[ruby-core:108326] [Ruby master Bug#18155] (nil..nil).cover?(x) is true for all x since beginless ranges were introduced
From:
"matz (Yukihiro Matsumoto)" <noreply@...>
Date:
2022-04-21 06:36:00 UTC
List:
ruby-core #108326
Issue #18155 has been updated by matz (Yukihiro Matsumoto).
Status changed from Open to Closed
We consider `nil .. nil` as a begin-less end-less range, so that we keep the current (post 2.7) behavior.

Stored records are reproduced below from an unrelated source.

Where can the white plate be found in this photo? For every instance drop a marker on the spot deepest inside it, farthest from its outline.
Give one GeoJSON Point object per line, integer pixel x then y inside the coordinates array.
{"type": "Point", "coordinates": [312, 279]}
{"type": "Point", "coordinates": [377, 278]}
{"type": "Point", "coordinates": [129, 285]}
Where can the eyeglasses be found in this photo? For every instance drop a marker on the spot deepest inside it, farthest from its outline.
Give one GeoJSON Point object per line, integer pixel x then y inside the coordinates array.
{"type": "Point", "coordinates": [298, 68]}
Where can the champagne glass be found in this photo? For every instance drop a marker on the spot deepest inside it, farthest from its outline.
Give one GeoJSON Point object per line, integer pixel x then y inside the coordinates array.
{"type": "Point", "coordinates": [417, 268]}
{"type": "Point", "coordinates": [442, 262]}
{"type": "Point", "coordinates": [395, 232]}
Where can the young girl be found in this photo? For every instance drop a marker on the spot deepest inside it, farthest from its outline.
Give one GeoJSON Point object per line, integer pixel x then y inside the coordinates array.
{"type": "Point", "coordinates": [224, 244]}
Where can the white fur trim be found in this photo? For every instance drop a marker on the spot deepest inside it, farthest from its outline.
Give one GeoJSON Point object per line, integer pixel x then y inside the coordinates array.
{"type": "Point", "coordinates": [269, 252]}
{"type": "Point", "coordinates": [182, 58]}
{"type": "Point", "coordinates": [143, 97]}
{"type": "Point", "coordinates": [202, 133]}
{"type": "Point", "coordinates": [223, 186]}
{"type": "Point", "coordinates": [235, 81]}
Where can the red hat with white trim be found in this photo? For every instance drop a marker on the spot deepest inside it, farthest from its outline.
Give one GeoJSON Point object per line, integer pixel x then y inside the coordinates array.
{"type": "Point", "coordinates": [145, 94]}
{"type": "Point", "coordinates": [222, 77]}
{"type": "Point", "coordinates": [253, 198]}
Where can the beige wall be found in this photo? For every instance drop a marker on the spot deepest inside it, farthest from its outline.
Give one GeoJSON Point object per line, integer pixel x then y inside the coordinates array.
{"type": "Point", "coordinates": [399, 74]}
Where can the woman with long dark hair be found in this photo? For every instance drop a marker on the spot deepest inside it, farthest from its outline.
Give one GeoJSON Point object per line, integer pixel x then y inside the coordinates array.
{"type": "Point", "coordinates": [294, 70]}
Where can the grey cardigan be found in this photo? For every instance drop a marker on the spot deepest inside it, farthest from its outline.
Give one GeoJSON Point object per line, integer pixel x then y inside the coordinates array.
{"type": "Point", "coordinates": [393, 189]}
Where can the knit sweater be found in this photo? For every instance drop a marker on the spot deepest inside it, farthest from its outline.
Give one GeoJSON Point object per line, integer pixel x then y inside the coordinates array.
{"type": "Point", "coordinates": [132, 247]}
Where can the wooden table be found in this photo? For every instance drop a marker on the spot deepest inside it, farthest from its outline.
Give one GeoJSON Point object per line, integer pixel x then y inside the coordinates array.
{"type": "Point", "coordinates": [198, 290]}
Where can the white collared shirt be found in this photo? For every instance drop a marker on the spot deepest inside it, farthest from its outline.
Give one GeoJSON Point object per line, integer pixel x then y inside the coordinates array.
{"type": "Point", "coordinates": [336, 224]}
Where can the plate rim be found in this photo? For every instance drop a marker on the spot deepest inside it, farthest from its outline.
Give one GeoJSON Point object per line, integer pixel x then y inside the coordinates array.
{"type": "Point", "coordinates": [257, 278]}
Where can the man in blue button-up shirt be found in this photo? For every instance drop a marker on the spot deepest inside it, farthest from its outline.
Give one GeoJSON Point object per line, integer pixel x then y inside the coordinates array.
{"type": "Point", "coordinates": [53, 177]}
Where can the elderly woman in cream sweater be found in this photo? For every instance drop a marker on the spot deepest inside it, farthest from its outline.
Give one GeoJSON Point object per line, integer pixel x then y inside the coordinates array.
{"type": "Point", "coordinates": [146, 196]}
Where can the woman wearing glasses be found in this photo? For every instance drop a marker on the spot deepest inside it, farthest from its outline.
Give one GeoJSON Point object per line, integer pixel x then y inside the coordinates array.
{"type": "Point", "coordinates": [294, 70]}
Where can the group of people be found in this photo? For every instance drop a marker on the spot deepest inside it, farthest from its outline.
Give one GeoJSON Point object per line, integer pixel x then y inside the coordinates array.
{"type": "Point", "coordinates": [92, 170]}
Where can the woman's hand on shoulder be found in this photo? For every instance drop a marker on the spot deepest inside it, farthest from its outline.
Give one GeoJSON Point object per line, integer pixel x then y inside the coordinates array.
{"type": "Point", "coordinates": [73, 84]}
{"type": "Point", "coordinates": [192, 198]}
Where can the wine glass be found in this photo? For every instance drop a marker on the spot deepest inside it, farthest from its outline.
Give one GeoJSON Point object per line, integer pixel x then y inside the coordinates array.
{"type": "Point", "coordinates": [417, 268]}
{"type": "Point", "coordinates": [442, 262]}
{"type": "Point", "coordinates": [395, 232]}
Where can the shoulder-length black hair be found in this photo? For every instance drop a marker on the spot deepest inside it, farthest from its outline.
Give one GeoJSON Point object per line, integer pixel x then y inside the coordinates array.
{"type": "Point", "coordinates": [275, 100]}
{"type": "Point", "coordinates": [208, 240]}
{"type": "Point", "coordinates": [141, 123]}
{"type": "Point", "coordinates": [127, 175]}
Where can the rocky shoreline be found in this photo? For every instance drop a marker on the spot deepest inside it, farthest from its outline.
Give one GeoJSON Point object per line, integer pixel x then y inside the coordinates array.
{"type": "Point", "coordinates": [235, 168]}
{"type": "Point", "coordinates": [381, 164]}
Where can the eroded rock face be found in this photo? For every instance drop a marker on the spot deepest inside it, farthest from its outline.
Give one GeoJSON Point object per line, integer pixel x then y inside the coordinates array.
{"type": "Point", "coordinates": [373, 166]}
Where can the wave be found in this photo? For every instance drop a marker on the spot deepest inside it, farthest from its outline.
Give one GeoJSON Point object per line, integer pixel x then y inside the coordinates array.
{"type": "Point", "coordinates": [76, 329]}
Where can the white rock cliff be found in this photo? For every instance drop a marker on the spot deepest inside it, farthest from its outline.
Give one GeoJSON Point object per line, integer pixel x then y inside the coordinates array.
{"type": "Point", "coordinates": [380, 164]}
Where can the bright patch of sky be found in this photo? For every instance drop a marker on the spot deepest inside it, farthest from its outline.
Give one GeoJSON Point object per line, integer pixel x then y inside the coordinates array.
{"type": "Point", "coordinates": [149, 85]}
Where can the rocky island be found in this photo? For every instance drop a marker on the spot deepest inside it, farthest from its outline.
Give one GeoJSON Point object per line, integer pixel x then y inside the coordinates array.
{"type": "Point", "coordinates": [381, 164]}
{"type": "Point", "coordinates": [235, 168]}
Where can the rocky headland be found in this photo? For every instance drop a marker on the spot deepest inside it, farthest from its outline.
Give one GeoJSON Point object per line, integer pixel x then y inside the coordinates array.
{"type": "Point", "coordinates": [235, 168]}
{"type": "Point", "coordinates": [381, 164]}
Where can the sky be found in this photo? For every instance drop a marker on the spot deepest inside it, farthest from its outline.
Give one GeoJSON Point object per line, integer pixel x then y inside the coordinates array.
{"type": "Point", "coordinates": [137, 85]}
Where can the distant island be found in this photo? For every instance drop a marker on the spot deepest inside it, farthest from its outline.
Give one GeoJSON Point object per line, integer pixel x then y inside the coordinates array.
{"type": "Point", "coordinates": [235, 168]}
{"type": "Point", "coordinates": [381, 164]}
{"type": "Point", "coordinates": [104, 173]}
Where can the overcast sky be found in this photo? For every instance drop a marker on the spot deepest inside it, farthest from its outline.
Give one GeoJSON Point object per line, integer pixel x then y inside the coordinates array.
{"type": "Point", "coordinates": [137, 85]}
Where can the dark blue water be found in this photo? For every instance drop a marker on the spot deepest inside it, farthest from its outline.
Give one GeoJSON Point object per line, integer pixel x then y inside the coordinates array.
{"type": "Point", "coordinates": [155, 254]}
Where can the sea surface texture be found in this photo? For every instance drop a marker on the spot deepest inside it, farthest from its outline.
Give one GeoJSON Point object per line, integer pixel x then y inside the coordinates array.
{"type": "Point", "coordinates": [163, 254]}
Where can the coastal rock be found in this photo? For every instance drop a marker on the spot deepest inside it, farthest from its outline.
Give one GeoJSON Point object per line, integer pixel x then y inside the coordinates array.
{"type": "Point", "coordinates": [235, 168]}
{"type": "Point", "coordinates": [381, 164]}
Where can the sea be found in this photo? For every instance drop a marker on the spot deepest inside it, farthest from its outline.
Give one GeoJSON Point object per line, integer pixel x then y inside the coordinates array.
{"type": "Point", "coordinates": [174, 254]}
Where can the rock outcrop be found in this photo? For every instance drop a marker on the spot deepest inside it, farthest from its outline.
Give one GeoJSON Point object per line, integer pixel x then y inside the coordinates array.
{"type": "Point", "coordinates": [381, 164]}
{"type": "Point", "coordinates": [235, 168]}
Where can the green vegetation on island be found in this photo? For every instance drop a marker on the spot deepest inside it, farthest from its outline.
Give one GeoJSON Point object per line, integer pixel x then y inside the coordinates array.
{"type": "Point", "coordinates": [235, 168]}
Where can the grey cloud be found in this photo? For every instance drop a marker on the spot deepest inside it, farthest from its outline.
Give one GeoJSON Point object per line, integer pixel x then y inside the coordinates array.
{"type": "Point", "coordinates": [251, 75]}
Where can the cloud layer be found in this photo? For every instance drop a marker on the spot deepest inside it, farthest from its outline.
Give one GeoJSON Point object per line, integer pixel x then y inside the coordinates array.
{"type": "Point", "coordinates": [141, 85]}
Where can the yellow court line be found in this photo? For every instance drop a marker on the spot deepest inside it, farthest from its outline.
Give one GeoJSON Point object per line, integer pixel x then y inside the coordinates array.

Probably we should add description in the document.
Matz.
----------------------------------------
Bug #18155: (nil..nil).cover?(x) is true for all x since beginless ranges were introduced
https://bugs.ruby-lang.org/issues/18155#change-97347
* Author: urbanautomaton (Simon Coffey)
* Status: Closed
* Priority: Normal
* ruby -v: 2.7.0 and greater
* Backport: 2.6: UNKNOWN, 2.7: UNKNOWN, 3.0: UNKNOWN
----------------------------------------
### Description
The introduction of beginless ranges in #14799 changed the behaviour of `Range#cover?` when both the beginning and the end of a `Range` are `nil`. Previously such a range would cover no values; now it covers all values:
```
irb-2.6.6> (nil..nil).cover?("23 dogs")
=> false
irb-2.7.0> (nil..nil).cover?("23 dogs")
=> true
```
This change was [noted at the time](https://bugs.ruby-lang.org/issues/14799#note-12), but it was believed that the call would have previously raised an error instead of returning `false`. I've not exhaustively checked, but the old behaviour goes back to at least ruby 2.2.
### Discussion
I'm not sure that either of these results are "correct", since I'm not sure that the concept of a range with no beginning or end is meaningful. Without either parameter, it seems impossible to infer the values it ranges over, since we have no type information available.
However, I did find both the current result and the change in behaviour quite surprising, so I've opened this issue.
Some options I considered:
1. **Do nothing:** a beginless-and-endless range is unbounded in both value and type, so covers all values of all types
2. **Reinstate the old behaviour:** a beginless-and-endless range has no type, so covers no values
3. **Raise an error:** a beginless-and-endless range is meaningless, so constructing one should raise an error
My personal preference is option 3, but I can clearly see that it represents the most effort. I'd welcome people's thoughts; if option 1 is preferred, I'd be happy to contribute a documentation patch to make the new behaviour clear.